Sql-server – SQL Server Query with literals runs instantly, using variables takes minutes

optimizationquery-performancesql server

For Microsoft SQL Server 2017 (RTM-CU20) on Azure running an ERP system (so changing the code here is not an option).

I have a table with over 42 million rows. It's a machine operating stats tracking table. Users enter operating statistics by equipment, date, shift and type of stat (Operating hours, Tons, whatever).

The table has a primary key structure like this (please no comments about nchar instead of nvarchar or storing dates as strings, that's how the ERP vendor provides it and that's just what I have to work with):

equip nchar(12)       This is a 12 character equipment number
key_type nchar(1)     One of two values E for equipment or G - always E here
shift_seq_no nchar(2) Sequence of shifts (usually 00 or 01)
stat_date nchar(8)    Date, YYYYMMDD
stat_type nchar(2)    A code for stat type, OH here (operating hours)
trc_seq_no nchar(3)   A sequence number for when there's more than one entry per shift

It appears that the calling code (java based web app making a JDBC call to the database with JBOSS in the middle of it all) queries a list of equipment scheduled for preventative maintenance in a given date range and goes looking for the most recent stat for each piece of equipment, since the row will contain the cumulative stat value for the equipment.

It then puts together a very long SQL query that effectively does this (replace x with appropriate variables:

select * from table
where (equip = x and key_type = x and shift_seq_no = x and stat_date = x and stat_type = x and trc_seq_no = x)
or (equip = x and key_type = x and shift_seq_no = x and stat_date = x and stat_type = x and trc_seq_no = x)
or (equip = x and key_type = x and shift_seq_no = x and stat_date = x and stat_type = x and trc_seq_no = x)
or ( and on and on)

There are 73 repeats of the 'OR' in total

I generated two queries based upon what I can see is running.

One where I just have a straight up set of 73 sets of literals (equip = '000001234567' and col = 'value' and etc) – this runs instantly. The actual execution plan shows a Clustered Index Seek (Clustered) in a Nested Loop with a Constant Scan showing 73 executions of 1 row read and a run time of less than 1 second

I then took the same query and declared 428 variables and plugged them into the query in place of the 428 literals instead. The actual execution plan shows a Clustered Index Scan (Clustered) in a single step (Execution plan says SELECT -> Filter -> Clustered Index Scan). The hint shows all 42,271,100 rows read with a run time of 5 minutes and 34 seconds when run in SSMS. This is a web based application and the debug tracing through the online app comes in at over 8 minutes.
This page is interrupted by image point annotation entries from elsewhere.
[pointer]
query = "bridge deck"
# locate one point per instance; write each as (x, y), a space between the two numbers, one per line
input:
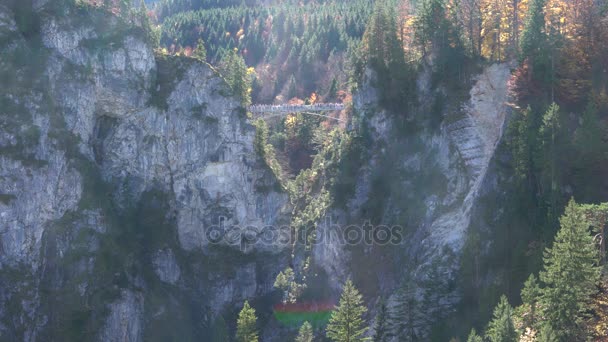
(319, 107)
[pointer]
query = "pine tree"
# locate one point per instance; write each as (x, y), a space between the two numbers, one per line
(533, 36)
(552, 149)
(381, 329)
(200, 52)
(405, 316)
(346, 323)
(219, 331)
(305, 334)
(570, 275)
(246, 330)
(530, 295)
(473, 337)
(501, 328)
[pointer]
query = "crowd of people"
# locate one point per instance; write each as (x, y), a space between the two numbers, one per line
(295, 108)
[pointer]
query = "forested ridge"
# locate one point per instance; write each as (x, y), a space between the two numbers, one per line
(539, 274)
(555, 140)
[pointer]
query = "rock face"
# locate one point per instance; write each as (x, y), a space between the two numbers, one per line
(114, 165)
(431, 179)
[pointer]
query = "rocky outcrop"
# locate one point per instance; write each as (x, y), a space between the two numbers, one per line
(428, 182)
(115, 164)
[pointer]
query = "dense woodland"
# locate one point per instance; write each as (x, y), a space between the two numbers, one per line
(553, 256)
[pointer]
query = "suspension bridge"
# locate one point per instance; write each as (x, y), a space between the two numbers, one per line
(269, 111)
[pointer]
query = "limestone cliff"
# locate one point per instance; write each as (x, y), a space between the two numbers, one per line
(114, 163)
(425, 174)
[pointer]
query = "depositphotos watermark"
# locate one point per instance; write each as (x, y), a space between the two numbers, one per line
(324, 233)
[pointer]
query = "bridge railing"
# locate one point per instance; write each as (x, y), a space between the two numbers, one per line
(318, 107)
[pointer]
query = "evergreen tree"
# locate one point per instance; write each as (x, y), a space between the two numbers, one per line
(552, 150)
(569, 275)
(381, 329)
(305, 334)
(546, 334)
(405, 319)
(530, 295)
(473, 337)
(533, 38)
(346, 323)
(501, 328)
(246, 330)
(200, 52)
(237, 75)
(591, 151)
You can imagine that just isn't deemed acceptable for an online screen.

Now that the long story is complete, does anyone have any recommendations of SQL Server tuning that might be able to be done in order to make this query run via variables the same way it runs with literals since I can't touch the code.

I think I'll be sending this back to the vendor for analysis as well, but I was hoping that someone here in the brain trust might have an idea for a quicker solution (since my Google Fu has failed me at the moment).

I've seen several articles about this happening when querying a view and the general solution seems to be "add a WITH (RECOMPILE) hint" but I'm not using a view here, I'm querying a table directly.

Thanks in advance for any help here. I'm primarily an Oracle guy and know enough about SQL Server to be dangerous.

Best Answer

The root cause of this is simple. The query optimizer makes row estimates to determine how it's going to resolve the query. The row estimates are based on the statistics for the columns involved. When you give the optimizer literals, it uses exact values to look at the statistics for row estimates. In this case, those estimates result in a plan that gives you the seek, meaning it's found that for the specific value there are only a few matching rows and it uses the index to find those rows.

When you give the optimizer a variable, it can't know what the value within the variable is. So, instead of looking at the statistics for a specific value and making the row estimates based on that, it uses an average based on the overall selectivity of the statistics. In this case, an average suggests to the optimizer that lots of rows are likely to match so a scan is the more efficient mechanism for retrieval.

First thing I'd try is an update to the statistics. It's possible that they're out of date and the row estimates with a variable are just inaccurate. For the best possible statistics, use the FULL SCAN option. That will take longer and use more resources.

Next, possibly changing the query to a stored procedure and using parameters instead of local variables could result in better plans. This is because parameter values are known at compile time through a process called parameter sniffing (sorry, I didn't name it). You may see more consistent behavior because of parameter sniffing (although, sometimes you can see inconsistent behavior because of parameter sniffing).

Next, yes recompile could help. It may be that your data is just too wildly skewed for the row estimates to ever be consistently right. Recompiling every time you execute will mean that a plan unique for the values passed will be generated. Further, recompiling means that the variable values are now known and the sniffing process is applied.

It's also possible that the query just needs some restructuring. Lots of ORs like that with long lists of filter criteria sounds like a catch-all query. Recompile can help there, but you also might be better off restructuring to either nested procedures (73 of them is a lot though) or using dynamic T-SQL to build individual queries instead of long, lists of OR statements.

The last thing you have is that you're on SQL Server 2017. You can enable Query Store and use plan forcing to make it use the plan that performs better.